The true test of a quality jerky is the ingredient list. The snazzy label or buzzwords on the packaging are not necessarily an indicator of what’s inside. There are laws in the United States about what can actually appear on the ingredient deck. Checking the deck will clue you in to what’s REALLY in your jerky.
In order to use the word JERKY in an ingredient list, the product must be made from a whole cut of meat. Think of the difference between a steak and hamburger. A hamburger is absolutely NOT a steak. If jerky is made from ground beef, it’s illegal to call it “beef jerky” when listing the ingredients. Beef jerky must be made from a cut of whole meat.
If you don’t see the word JERKY on the ingredient deck, you’re getting something different. You’ve probably purchased a “chopped-and-formed” product. And if the word JERKY is used somewhere else on the label, you’re dealing with a company that wants you to think you’re eating something you’re not. Many of these companies have gotten creative by calling their product “bites” rather than labeling it chopped and formed as they should.
These chopped-and-formed products are created by grinding hamburger-like meat into paste, then using a machine to produce closely-packed strips. This process greatly reduces the protein content. We sent our Jerky for comparison to a sample of a chopped-and-formed product. The results show our whole muscle Jerky yields 22% more protein per 100g than the chopped-and-formed.
The chopping-and-forming process is like juicing fresh vegetables. There’s a swift loss of nutrients when cell walls are broken down. We drink juice immediately which helps. Processed protein loses even more nutrition when it’s heated and preserved.
The more you process meat by tumbling, grinding and blending various parts, the more the moisture level increases, protein loss intensifies and the full profile of aminos and omegas degrades. Start off with a piece of raw meat that has 30g of protein per 3oz, and after chopping and processing, you might be left with half the original protein content at best.

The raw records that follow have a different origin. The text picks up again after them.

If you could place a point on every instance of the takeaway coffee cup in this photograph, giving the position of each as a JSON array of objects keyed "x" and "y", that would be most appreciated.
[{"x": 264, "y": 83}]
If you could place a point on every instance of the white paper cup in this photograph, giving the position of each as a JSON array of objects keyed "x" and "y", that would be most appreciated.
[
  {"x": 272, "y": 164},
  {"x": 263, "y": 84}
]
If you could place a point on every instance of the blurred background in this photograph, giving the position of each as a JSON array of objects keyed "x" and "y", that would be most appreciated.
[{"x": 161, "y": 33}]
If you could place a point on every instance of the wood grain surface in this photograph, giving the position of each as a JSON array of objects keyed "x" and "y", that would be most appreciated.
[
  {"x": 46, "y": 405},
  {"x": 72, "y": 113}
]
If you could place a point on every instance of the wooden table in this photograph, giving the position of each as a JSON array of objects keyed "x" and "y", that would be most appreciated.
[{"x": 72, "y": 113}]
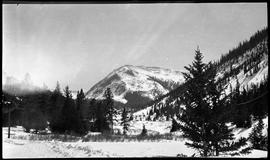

Chopped and formed products are often mistakenly considered the same as true muscle-cut jerky, but they are far from the real deal. Many companies chop and form meat for the ease of making an evenly shaped, easily packaged product and to increase profit margin. Unfortunately, most of them also use other fillers like soy, starch and sugar to make up for the lost protein. Some companies even lie on packaging, since the front label marketing is a place where a company can get away with fudging the truth. Sadly, this is not an uncommon practice in the food business.
At Steve’s, we believe in eating food as close to its natural state as possible. Chopped-and-formed products are simply a modern shortcut that compromises the integrity of your protein. When you’re paying for protein, that’s what you want. Chopped-and-formed products offer less in the nutrient department. Buyer beware!